Monica Lewinsky, the former White House intern whose affair with then-President Bill Clinton paralyzed the nation, has been shopping a memoir for several weeks, and according to the New York Post, she has apparently sold it for $12 million to an unnamed publisher. I suppose I could be disappointed that we're still so trash-obsessed that Lewinsky, who already cooperated with celebrity gossipmonger Andrew Morton for a 1999 book called Monica's Story, can command an advance that knocks at the door of the $15 million one Clinton himself pulled down for his autobiography, My Life. I could be depressed for a publishing industry that has so few ideas that it's going back to the same old well. But mostly I feel bad for Monica Lewinsky.
Right, OK, she's making $12 million. But I do pity a woman who, at 39, has apparently reconciled herself to the idea that she's never going to be someone other than the woman who gave a blow job to the president of the United States. The hook for Lewinsky's book is reportedly going to be letters she sent to Clinton that apparently she retained copies of and that apparently reveal that Clinton complained about his sex life with Hillary. None of this is surprising or even terribly interesting.

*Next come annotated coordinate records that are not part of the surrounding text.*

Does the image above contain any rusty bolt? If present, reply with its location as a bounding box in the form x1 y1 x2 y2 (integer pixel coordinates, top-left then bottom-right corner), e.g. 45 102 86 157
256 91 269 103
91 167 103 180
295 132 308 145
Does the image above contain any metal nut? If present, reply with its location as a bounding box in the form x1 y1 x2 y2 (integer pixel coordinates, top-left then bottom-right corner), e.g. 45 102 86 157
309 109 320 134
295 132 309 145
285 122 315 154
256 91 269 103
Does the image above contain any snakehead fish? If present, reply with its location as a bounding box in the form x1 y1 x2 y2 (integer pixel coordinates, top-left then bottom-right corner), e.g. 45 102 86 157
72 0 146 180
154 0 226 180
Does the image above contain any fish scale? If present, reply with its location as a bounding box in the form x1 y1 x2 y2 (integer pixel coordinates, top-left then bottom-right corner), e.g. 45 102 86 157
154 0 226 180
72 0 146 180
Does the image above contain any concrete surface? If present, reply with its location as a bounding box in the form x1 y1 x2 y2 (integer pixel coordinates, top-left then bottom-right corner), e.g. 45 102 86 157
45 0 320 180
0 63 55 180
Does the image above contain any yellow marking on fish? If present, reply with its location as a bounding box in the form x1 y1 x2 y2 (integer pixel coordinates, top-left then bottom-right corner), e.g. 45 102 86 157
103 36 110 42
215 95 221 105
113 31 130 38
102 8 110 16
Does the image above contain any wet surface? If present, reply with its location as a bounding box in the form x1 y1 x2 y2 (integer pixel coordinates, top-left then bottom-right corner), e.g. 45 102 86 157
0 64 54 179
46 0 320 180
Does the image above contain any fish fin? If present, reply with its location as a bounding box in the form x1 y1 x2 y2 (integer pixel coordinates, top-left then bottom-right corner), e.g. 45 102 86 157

For all the gossip about Bill's post-presidency romps, he's somehow transcended the affair. Why else would we all have passed along these images of Hillary lovingly watching him speak at this year's Democratic National Convention or tweeted our renewed love for him? But stories about Bill Clinton are all that Monica Lewinsky has to sell, and that's not necessarily her fault. On the occasion of Lewinsky receiving her master's from the London School of Economics in late 2006, Washington Post columnist Richard Cohen wrote about the cruelty of what befell Lewinsky in the wake of the scandal. She had become, he noted, "a branded woman, not an adulterer but something even worse—a girl toy, a trivial thing, a punch line." Clinton got a chance to reinvent his image, but Lewinsky's been denied that chance at every turn. The Post talked to a "sympathetic," but of course unnamed, friend of Lewinsky's who told the paper, "No one will hire her and she can’t get a job because of Clinton ... She needs to make money somehow.”
This is all anyone will be interested in from her for the rest of her life.